The height of Houthis’s crime against women can be gauged from the recent abduction of Yemeni model and actress, Entesar Al-Hammadi. Al-Hammadi, along with her two friends got kidnapped from Sanaa by the Iran-backed militant group. Many observers believed that she was targeted specially for her bold and liberal outlook and choice of profession.
Al-Hammadi had been very vocal about her love for modelling and expressed her desire to be part of international catwalks. She once said, “It would be great if I was given an opportunity outside Yemen.” In a television interview given last year, she said, “My parents told me my dream of becoming a model was pie in the sky. I said that it was my dream and I would keep pursuing it.”
Al-Hammadi rose to fame with her pictures posted on social media platform as she graduated from initially posting pictures of herself in Yemeni traditional outfit, with Hijab to ones without Hijab. He comments drew attention of the conservative Houthis, as she said. “I did not care about anything, since I love this profession.” A fearless bold woman who speaks her mind and makes her own choices was seen as a huge threat by the terrorist group. Al-Hammadi’s kidnapping raised alarm in the Yemen society, questioning to what extent Al-Houthis can go to suppress women. The group is known for openly denunciating women and calling them down as mere slaves.
Many Yemeni activities and human rights propagators have raised concerns over the plight of women in the country, their rampant kidnapping and sexual assault by the rebel group. It is not the first time the Iran-backed extremist group has been slammed for its mistreatment of women and exhibiting intolerance towards them.

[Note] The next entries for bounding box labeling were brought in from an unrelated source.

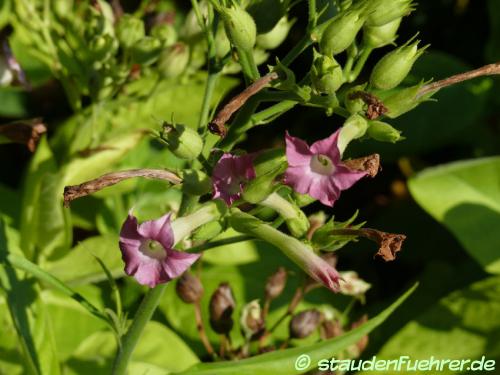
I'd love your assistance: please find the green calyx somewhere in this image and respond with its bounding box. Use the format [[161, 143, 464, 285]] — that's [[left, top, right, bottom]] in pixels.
[[370, 40, 428, 90], [311, 50, 344, 94], [160, 123, 203, 160], [319, 7, 365, 56]]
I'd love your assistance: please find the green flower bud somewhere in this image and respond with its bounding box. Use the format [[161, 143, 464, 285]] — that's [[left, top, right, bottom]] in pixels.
[[259, 193, 310, 238], [337, 114, 368, 154], [158, 42, 189, 78], [151, 23, 177, 47], [384, 82, 432, 118], [366, 121, 402, 143], [240, 300, 264, 339], [257, 16, 294, 49], [366, 0, 415, 26], [247, 0, 287, 34], [0, 56, 14, 87], [192, 221, 225, 241], [363, 18, 402, 48], [221, 6, 257, 51], [161, 123, 203, 160], [215, 27, 231, 59], [344, 83, 366, 114], [370, 40, 428, 90], [319, 7, 365, 56], [311, 50, 344, 94], [116, 14, 146, 48], [181, 169, 212, 195], [130, 36, 162, 65]]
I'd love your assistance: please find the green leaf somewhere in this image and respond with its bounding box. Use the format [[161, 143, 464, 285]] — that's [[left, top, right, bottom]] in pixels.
[[21, 137, 71, 258], [176, 285, 417, 375], [0, 217, 59, 375], [409, 157, 500, 273], [366, 276, 500, 375], [65, 321, 199, 375], [47, 233, 123, 285], [42, 286, 107, 361]]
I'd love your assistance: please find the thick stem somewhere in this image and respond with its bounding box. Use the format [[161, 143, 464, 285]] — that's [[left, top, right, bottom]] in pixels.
[[112, 284, 167, 375], [417, 62, 500, 98], [194, 301, 215, 357]]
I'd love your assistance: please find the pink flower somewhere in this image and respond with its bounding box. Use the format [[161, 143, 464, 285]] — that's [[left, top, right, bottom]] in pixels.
[[212, 153, 255, 206], [120, 213, 200, 288], [285, 130, 366, 206]]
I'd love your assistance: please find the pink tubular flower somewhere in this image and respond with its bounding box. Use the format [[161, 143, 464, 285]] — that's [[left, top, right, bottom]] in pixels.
[[285, 130, 366, 207], [120, 213, 200, 288], [212, 153, 255, 206]]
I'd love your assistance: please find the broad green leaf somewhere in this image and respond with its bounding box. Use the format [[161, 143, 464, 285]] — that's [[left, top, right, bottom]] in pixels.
[[46, 233, 123, 285], [21, 137, 71, 258], [366, 276, 500, 375], [203, 229, 259, 266], [65, 321, 199, 375], [409, 157, 500, 273], [0, 217, 59, 375], [42, 286, 107, 361], [176, 285, 417, 375]]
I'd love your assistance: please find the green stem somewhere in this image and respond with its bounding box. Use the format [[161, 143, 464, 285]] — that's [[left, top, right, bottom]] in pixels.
[[346, 47, 373, 82], [186, 235, 254, 253], [112, 284, 168, 375], [237, 48, 260, 86]]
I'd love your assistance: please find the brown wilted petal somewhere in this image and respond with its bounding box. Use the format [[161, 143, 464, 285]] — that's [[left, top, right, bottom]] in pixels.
[[289, 309, 322, 339], [175, 272, 203, 303], [0, 118, 47, 152], [321, 319, 344, 339], [209, 283, 236, 334], [362, 229, 406, 262], [343, 154, 380, 177], [266, 267, 287, 299]]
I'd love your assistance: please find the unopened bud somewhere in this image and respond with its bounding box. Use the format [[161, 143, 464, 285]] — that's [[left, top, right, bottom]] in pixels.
[[311, 50, 344, 94], [337, 114, 368, 154], [319, 8, 365, 56], [344, 84, 366, 114], [175, 272, 203, 303], [0, 56, 14, 86], [366, 0, 415, 26], [366, 121, 402, 143], [221, 5, 257, 51], [116, 14, 146, 48], [209, 283, 236, 334], [161, 123, 203, 160], [363, 18, 401, 48], [257, 16, 293, 49], [289, 309, 322, 339], [266, 267, 288, 300], [339, 271, 371, 296], [151, 23, 177, 47], [384, 82, 431, 118], [130, 36, 162, 65], [158, 42, 189, 78], [370, 40, 427, 90], [240, 300, 264, 338]]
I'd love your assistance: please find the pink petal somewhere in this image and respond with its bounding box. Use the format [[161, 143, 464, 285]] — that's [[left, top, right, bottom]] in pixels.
[[163, 250, 201, 279], [333, 165, 367, 190], [137, 213, 174, 248], [311, 129, 340, 165], [309, 176, 340, 207], [285, 132, 313, 167]]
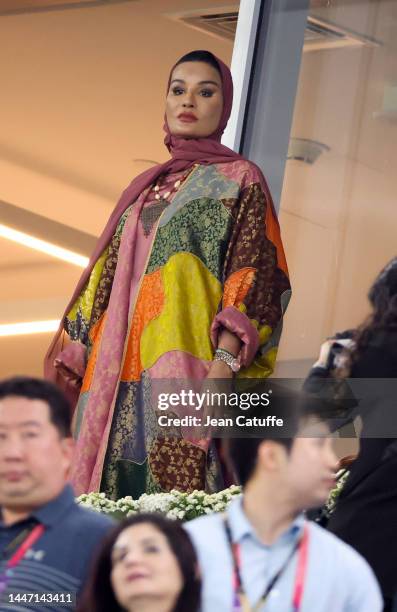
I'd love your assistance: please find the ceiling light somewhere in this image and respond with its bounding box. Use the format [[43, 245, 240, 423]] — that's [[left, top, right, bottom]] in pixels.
[[0, 319, 60, 337], [0, 224, 89, 268]]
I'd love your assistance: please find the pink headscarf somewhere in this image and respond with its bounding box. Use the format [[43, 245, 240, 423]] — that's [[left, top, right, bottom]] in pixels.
[[44, 51, 243, 381]]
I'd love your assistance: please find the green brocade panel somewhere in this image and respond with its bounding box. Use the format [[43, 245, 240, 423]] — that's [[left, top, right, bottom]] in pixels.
[[146, 198, 232, 282]]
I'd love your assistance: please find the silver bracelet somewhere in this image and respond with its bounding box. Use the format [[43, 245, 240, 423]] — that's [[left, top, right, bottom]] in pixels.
[[214, 349, 241, 373]]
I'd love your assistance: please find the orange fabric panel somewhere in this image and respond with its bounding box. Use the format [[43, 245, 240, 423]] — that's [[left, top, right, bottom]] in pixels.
[[222, 268, 256, 308], [121, 268, 164, 382], [80, 312, 106, 393], [265, 185, 289, 278]]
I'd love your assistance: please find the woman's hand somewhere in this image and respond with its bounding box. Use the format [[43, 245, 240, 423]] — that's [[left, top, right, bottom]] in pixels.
[[206, 359, 233, 380], [313, 338, 336, 368]]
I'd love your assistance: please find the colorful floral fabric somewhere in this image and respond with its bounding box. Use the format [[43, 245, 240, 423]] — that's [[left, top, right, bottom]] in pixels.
[[60, 160, 290, 498]]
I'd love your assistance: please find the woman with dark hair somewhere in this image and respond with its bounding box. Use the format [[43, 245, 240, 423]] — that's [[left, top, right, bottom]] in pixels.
[[305, 257, 397, 610], [46, 51, 290, 498], [78, 514, 201, 612]]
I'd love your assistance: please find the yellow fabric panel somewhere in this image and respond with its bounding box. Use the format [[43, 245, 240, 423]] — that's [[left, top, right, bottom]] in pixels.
[[141, 253, 222, 369], [67, 249, 108, 321]]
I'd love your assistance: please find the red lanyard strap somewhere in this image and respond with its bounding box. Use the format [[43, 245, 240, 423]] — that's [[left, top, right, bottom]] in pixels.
[[292, 524, 309, 612], [6, 525, 45, 569], [224, 516, 309, 612]]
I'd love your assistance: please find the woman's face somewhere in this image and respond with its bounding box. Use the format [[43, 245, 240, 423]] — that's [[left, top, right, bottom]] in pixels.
[[165, 62, 223, 138], [111, 523, 183, 610]]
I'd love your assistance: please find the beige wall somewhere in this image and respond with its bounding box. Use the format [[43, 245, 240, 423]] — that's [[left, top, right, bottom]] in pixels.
[[280, 0, 397, 375]]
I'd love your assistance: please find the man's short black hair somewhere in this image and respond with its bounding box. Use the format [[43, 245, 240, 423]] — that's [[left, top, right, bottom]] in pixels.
[[225, 385, 335, 486], [0, 376, 72, 438]]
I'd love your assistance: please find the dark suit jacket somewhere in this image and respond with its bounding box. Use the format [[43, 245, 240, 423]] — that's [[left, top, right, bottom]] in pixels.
[[304, 332, 397, 597]]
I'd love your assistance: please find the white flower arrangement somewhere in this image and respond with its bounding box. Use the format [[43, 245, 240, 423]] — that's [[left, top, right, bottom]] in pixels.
[[76, 472, 348, 521], [76, 485, 241, 521]]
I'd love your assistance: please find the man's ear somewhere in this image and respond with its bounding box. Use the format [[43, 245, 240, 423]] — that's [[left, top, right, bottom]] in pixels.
[[257, 440, 287, 472], [61, 437, 75, 474]]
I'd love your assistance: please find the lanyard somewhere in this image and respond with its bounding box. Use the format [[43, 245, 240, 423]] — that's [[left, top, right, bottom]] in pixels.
[[0, 525, 45, 595], [224, 517, 309, 612]]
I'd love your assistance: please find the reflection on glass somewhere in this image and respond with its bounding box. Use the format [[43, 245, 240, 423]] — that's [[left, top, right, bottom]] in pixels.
[[279, 0, 397, 376]]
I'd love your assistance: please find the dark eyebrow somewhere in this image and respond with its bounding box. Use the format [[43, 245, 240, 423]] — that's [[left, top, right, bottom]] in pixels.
[[170, 79, 220, 87], [113, 536, 157, 550]]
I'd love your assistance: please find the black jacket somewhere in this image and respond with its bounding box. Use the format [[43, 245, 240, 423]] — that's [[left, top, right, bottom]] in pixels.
[[304, 332, 397, 597]]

Earlier this year, Britain along with 14 UN members nations issued a letter denouncing the militant group’s acts especially concerning the detention, torture, sexual violence, and rape of politically active and liberal-minded women in Yemen. The move was taken after UN sanctioned top Houthi criminal investigator,Sultan Saleh Aida Aida Zabin, who was accused of human rights violations.
“Today’s UN Security Council Resolution 2564 (2021) sanctioning Sultan Zabin clearly demonstrates that the international community will not tolerate the atrocious use of torture and sexual violence in conflict zones,” Lord Ahmad of Wimbledon, the UK’s Special Representative on Preventing Sexual Violence in Conflict and Minister of State for South Asia and the Commonwealth, said in a statement.

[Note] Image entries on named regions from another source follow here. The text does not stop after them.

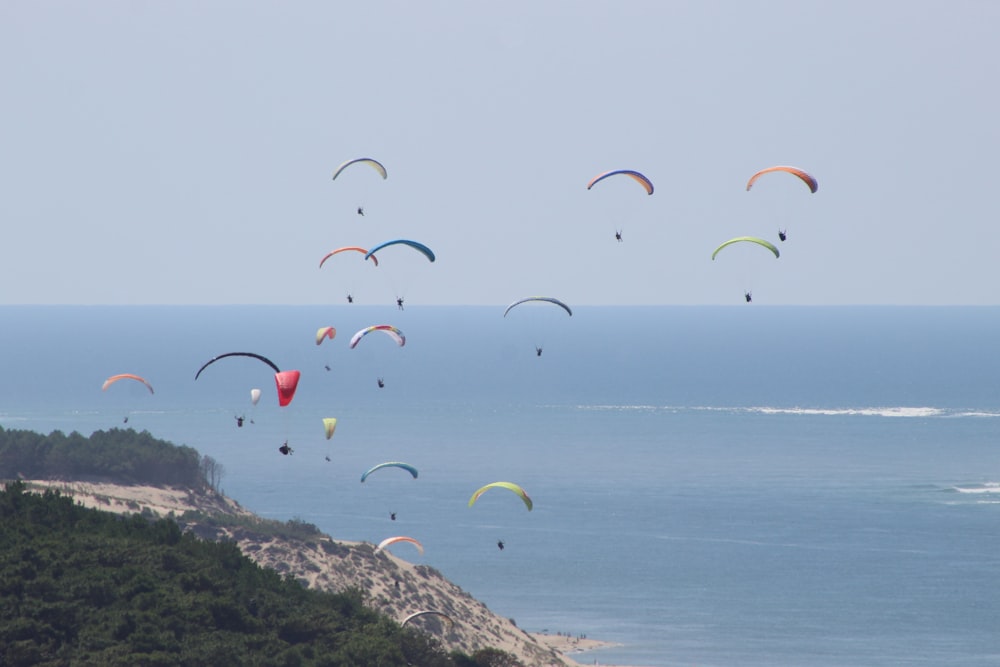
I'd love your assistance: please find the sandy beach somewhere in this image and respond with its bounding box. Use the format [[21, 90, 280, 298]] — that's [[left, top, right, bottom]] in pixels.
[[27, 480, 640, 667]]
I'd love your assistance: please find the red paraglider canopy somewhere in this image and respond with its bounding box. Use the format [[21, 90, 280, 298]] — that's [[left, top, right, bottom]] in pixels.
[[274, 371, 301, 407]]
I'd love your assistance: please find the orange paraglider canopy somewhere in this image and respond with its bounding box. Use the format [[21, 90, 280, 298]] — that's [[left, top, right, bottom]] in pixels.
[[747, 165, 819, 192]]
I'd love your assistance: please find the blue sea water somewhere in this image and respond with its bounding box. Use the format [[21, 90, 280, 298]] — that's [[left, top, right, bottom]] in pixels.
[[0, 304, 1000, 667]]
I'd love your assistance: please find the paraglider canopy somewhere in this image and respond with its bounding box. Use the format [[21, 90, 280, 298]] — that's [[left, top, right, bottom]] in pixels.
[[319, 246, 378, 269], [101, 373, 153, 394], [469, 482, 534, 512], [747, 165, 819, 193], [361, 461, 417, 482], [503, 296, 573, 317], [194, 352, 301, 407], [332, 157, 389, 180], [365, 239, 436, 262], [348, 324, 406, 350], [375, 535, 424, 555], [400, 609, 455, 626], [587, 169, 653, 195], [712, 236, 781, 260]]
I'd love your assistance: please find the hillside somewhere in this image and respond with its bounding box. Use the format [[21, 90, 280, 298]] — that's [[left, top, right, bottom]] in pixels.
[[0, 428, 603, 667], [25, 480, 601, 667]]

“It is just and right that Zabin is sanctioned for leading the Criminal Investigation Department’s (CID) heinous campaign of systematic arrest, detention, torture, sexual violence and rape against politically active women in Yemen,” Ahmad added.
Security Council in its resolution said that Zabin “engaged in acts that threaten the peace, security and stability of Yemen, including violations of applicable international humanitarian law and human rights abuses.” It added that he played a key “role in a policy of intimidation and use of systematic arrest, detention, torture, sexual violence and rape against politically active women”.
Besides, in February, three Yemen-based rights groups, published a joint report highlighting 1,181 violations by the rebel group against women. It included murder, torture, abducting and sexual violence. The report documented crime committed by the Houthi militias against women in Yemenfrom 2017-2020.
Nasma Muhammad, one of the detainees, who was kidnapped on March 24, 2019, by Zainabiyat — a women’s military group established by Houthis, said that she was “tortured, beaten, electrocuted, sexually harassed and raped” by the extremist group. She said that she was detained on the charges of “providing coordinates to the Arab coalition” and was accused of being “an agent of America and Israel and working in a prostitution network”.
Wesam Basindowah, director of the 8th March Yemeni Union Women, who also co-authored the report, said, “Violations of women’s rights in Yemen, especially the rights of female prisoners in Houthi-controlled prisons is unspeakable. There are shocking facts about the sufferings of detainees.”